In response to the question from the noble Baroness, Lady Ritchie, about UKNI indication and misuse penalties, the UK has high levels of product safety to protect the public from potentially dangerous products. When our market surveillance authorities find that a business has misused a product conformity marking, such as the UKNI, our starting position will be to help businesses to understand and comply with the rules, unless it is a particularly serious breach of product safety. There will usually be a period of time for the business to correct the non-compliance before we take any action.
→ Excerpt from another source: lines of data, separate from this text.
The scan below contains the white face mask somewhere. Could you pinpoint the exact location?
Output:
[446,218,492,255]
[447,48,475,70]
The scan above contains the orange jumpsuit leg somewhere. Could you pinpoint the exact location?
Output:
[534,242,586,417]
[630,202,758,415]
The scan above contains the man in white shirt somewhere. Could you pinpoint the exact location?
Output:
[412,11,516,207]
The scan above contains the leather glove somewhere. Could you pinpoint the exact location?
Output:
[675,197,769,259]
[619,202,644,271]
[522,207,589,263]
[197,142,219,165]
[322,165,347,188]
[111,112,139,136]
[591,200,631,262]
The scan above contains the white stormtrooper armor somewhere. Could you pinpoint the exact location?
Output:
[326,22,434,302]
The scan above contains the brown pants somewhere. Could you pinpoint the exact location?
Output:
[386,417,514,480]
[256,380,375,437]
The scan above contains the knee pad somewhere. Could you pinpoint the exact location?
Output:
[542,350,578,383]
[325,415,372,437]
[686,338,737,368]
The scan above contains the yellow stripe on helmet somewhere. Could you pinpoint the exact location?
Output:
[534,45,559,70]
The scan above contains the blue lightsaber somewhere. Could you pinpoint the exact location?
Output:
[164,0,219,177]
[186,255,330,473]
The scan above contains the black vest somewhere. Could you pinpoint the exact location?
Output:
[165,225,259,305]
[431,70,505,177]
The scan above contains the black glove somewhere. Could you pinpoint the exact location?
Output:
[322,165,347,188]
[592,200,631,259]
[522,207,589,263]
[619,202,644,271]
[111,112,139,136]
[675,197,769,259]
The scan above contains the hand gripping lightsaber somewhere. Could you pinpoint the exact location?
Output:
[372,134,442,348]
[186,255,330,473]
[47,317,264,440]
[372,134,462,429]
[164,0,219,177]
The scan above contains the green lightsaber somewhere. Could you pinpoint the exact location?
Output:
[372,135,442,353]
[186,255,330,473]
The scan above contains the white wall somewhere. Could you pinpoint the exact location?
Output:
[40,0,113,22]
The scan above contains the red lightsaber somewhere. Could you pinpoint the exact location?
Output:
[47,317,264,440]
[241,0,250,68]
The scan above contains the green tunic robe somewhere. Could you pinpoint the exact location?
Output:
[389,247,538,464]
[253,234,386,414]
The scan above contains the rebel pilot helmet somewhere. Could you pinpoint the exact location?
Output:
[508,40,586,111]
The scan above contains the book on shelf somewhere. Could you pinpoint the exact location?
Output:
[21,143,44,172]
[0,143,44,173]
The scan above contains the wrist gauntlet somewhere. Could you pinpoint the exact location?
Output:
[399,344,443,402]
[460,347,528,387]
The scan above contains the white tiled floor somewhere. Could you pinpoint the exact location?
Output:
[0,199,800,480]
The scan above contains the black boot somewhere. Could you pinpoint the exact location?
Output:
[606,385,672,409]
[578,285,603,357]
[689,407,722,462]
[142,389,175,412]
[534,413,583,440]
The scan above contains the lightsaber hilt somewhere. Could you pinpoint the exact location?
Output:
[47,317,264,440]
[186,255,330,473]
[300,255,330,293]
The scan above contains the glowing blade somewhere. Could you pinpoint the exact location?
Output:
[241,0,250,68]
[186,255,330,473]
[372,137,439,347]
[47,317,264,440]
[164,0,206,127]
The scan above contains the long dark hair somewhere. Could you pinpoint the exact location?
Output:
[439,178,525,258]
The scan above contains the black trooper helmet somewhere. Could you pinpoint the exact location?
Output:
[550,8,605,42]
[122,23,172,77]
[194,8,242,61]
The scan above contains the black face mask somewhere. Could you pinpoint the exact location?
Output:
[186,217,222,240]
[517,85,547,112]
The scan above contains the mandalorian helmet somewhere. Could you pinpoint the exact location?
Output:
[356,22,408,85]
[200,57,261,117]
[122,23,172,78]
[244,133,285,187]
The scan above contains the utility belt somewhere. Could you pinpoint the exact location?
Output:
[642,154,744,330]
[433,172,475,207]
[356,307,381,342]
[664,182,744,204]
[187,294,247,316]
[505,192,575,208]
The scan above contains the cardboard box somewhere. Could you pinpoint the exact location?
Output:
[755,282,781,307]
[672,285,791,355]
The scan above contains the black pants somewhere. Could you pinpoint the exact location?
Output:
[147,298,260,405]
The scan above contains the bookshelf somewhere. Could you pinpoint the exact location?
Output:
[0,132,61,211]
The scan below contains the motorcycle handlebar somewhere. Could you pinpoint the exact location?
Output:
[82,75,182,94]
The noble Baronesses, Lady Bennett and Lady McIntosh, raised the subject of business readiness. Further guidance has since been published and more than 3,000 people have attended government webinars to help them to get ready for the end of the transition period, with 86% of those polled saying that they would take action to prepare their business as a direct result of these sessions. A second phase of webinars is running throughout November and December, covering key issues that could affect businesses in multiple sectors, including personal data and regulations on manufactured goods.
Coming back to the impact assessment, we have assessed the changes related to setting out the time limits to end recognition of the CE mark as below the de minimis threshold of £5 million per annum; an impact assessment is therefore not required, according to the Government’s better regulation framework. I say that to the noble Baroness, Lady McIntosh, and the noble Lord, Lord Bassam.
The noble Lord, Lord Empey, raised the subject of unfettered access if standards diverge between Great Britain and Northern Ireland. Under unfettered access qualifying, Northern Ireland goods can be placed on the Great Britain market without the need for further approvals. This means that goods that are valid on the Northern Ireland market will be valid on the market in the rest of the UK. We have been clear that unfettered access will not cover goods travelling directly from Ireland or the rest of the EU being imported into Great Britain. Northern Ireland businesses will need to label goods that are placed on the market in the rest of the UK with their own contact details, in common with UK businesses placing goods from outside the UK on the GB market.
I am running out of time. I have a number of other queries to respond to so I will be happy to write to noble Lords, with my apologies. With those comments, I commend these regulations to the House.